Aim to Sustain welcomes Defra’s response to Wild Justice

Published by Aim to Sustain on

Aim to Sustain partner organisations will continue to support Defra’s defence of the latest potential legal challenge by Wild Justice.

Defra has confirmed that it will contest Wild Justice’s latest challenge relating to the general licence for the prevention of serious damage (GL42).

A newspaper article last week claimed the government was backing down in its defence of the claim after issuing an update to the licence, but Defra has responded with a firm rebuttal.

A Defra spokesperson said: “We confirmed to Wild Justice that we would contest their proposed claim in full. There has been absolutely no change in our position on gamebirds in relation to GL42. “To imply otherwise, or that we conceded that the statutory definition was extended, is incorrect. “We did not extend, nor have we changed, the definition.”

BASC, the Countryside Alliance and the National Gamekeepers’ Organisation will seek to register as interested parties for this legal challenge and Defra has recognised that the shooting organisations should have this status.

A spokesperson for the organisations said: “GL42 is an essential management tool for farmers, gamekeepers and many others in preventing serious damage.

“For those who rely on the use of GL42, this Defra update to the licence changes nothing. The law relating to the issuing of general licences is clear and has not changed. We will support Defra in their defence against Wild Justice.”


NOTES TO EDITORS: The licence that allows users to control certain species of wild birds to prevent serious damage has been updated around when gamebirds are defined as livestock for the purpose of using this licence.

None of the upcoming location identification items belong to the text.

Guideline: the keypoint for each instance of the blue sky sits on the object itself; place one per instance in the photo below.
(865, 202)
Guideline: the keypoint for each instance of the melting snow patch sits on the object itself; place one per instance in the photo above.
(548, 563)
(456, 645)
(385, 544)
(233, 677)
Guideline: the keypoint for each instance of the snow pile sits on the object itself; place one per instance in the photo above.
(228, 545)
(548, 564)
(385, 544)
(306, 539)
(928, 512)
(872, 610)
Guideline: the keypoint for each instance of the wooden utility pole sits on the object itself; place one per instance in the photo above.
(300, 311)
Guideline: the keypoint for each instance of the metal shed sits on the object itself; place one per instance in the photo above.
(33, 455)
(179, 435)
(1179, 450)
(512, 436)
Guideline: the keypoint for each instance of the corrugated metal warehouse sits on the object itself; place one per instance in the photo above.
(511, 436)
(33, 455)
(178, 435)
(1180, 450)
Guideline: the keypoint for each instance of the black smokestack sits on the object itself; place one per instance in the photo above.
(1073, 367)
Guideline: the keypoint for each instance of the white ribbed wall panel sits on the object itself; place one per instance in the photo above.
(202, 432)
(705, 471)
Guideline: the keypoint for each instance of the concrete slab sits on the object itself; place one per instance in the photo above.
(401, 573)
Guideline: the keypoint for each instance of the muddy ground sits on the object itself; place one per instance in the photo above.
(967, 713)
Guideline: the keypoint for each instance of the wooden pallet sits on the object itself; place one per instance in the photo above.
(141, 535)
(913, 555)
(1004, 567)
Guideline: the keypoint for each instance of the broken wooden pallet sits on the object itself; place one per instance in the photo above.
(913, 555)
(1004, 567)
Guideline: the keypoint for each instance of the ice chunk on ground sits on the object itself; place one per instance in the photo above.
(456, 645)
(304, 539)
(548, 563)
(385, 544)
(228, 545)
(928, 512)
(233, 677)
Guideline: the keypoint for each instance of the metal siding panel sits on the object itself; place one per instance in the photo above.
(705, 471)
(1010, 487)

The latest updated version states:

‘Livestock’ is as defined in section 27(1) of the 1981 (Wildlife and Countryside) Act. This expression includes gamebirds kept in an enclosure or which are free roaming but remain significantly dependent on the provision of food, water, or shelter (by and within the release pen) by a keeper for their survival. The placement of supplementary food out into the environment for wild gamebirds does not mean those wild gamebirds are ‘kept’ and it does not therefore make them ‘livestock’.